En El cine de lo real, una compilación de ensayos editados por Colihue, se manifiesta el afanoso reverdecer del género documental.

 

Reseña publicada en la edición impresa del número de octubre de 2011.

 

El notable interés que ha suscitado en los últimos años el trabajo cinematográfico de no-ficción se traduce en un sinnúmero de congresos, festivales, coloquios y bibliografía dedicados a descubrir sus límites y problematizar sobre la especificidad del género.
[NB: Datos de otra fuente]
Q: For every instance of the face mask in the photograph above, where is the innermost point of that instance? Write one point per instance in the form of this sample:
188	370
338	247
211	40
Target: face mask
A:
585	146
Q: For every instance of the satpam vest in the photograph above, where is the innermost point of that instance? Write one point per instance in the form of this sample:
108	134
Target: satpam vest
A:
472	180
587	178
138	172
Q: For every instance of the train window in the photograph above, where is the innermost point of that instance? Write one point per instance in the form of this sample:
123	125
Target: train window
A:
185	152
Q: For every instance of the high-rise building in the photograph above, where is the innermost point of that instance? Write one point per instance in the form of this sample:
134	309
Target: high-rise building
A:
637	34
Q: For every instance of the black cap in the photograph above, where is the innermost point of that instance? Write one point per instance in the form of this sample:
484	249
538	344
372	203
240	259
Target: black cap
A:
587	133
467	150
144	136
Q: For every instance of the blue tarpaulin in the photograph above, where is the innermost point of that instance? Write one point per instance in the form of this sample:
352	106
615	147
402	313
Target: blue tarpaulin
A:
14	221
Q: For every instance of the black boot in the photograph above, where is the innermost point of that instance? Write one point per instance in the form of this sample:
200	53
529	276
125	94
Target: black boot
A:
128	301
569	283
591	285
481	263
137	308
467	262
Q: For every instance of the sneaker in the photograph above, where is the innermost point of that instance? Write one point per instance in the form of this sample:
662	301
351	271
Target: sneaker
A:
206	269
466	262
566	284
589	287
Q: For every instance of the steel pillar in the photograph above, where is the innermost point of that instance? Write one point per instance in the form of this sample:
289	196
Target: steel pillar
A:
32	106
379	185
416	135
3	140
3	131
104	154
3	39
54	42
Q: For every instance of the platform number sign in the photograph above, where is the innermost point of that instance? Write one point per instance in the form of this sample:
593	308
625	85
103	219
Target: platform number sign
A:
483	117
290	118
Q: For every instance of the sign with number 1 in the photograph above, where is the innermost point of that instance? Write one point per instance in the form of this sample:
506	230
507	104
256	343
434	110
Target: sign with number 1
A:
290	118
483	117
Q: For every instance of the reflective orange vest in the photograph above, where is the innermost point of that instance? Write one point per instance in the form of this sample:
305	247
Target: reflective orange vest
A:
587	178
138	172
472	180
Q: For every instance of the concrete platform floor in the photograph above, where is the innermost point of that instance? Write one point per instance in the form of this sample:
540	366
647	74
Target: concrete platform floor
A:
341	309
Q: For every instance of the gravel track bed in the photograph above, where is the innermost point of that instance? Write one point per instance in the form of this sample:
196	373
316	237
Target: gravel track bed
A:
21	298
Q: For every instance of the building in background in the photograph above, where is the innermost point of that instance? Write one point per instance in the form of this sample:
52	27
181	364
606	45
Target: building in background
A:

Es así como el libro El cine de lo real que compilan Amir Labaki, director y crítico de cine brasileño y María Dora Mourão, vice-directora de la Escuela de Comunicación y Artes de la Universidad de San Pablo, reúne conferencias, debates y ensayos suscitados en el marco del festival É tudo verdade abonando un vasto campo de reflexiones sobre el universo del documental y su actualidad.

El volumen congrega textos de autores de todo el globo, desde Brasil y Argentina pasando por Bélgica y Estados Unidos, proporcionando una amplitud de miradas acerca de un fenómeno cuya complejidad necesita de una pluralidad tal de acercamientos teóricos. Algunos de los conferenciantes provienen de las huestes de la realización y aportan su visión del tema a partir de su experiencia práctica; es el caso de Andrés Di Tella y los brasileños Eduardo Coutinho  y Joao Moreira Salles. Este último contribuye con una aguda y documentada meditación sobre la incapacidad histórica de representar la violencia por parte de algunos medios masivos de comunicación brasileños en el capitulo “Imágenes en conflicto”. Sobre el peligro de no diferenciar los límites entre lo periodístico y lo documental es que se ocupa el luminoso texto del teórico Brian Winston La maldición de lo periodístico en la era de lo digital. Allí se alerta sobre una engañosa glorificación de las nuevas tecnologías que ha contribuido a identificar la labor documental con la mera búsqueda de “evidencias en crudo”.  Cierto efecto reality, según Winston, hace que la frontera entre lo documental y los films de viajes, científicos, los noticieros, etc. se vaya angostando: “en tanto el video digital impulsa con mayor fuerza la reivindicación del cine directo por ofrecer “mera” evidencia no mediada, pone en mayor peligro el aspecto creativo del documental. En efecto, refuerza el desvío del documental hacia el periodismo”.

Indudablemente dos joyas a destacar de El cine de lo real son los ensayos de la argentina Ana Amado y del norteamericano Bill Nichols. La primera descifrando la intrincada interrelación entre cine activista, publicitario y autorreferencial centrándose en una obra paradigmática en este sentido como es la de Michael Moore. El segundo ofrece una visión crítica sobre la cobertura televisiva de los sucesos del 11 de septiembre de 2001 e indaga sobre el proceso de construcción de explicaciones simbólicas de un evento a todas luces traumático: “la transmisión instantánea de su estupenda monumentabilidad, de su horrendo trauma, junto con la incertidumbre inicial respecto de su naturaleza (…) puso a prueba el proceso de construcción de significado de lo que parecía una aniquilación sin sentido”.

El programa es de lo más auspicioso: un compendio de ensayos que explora la riqueza de un género que cada día ensancha más y más sus dominios.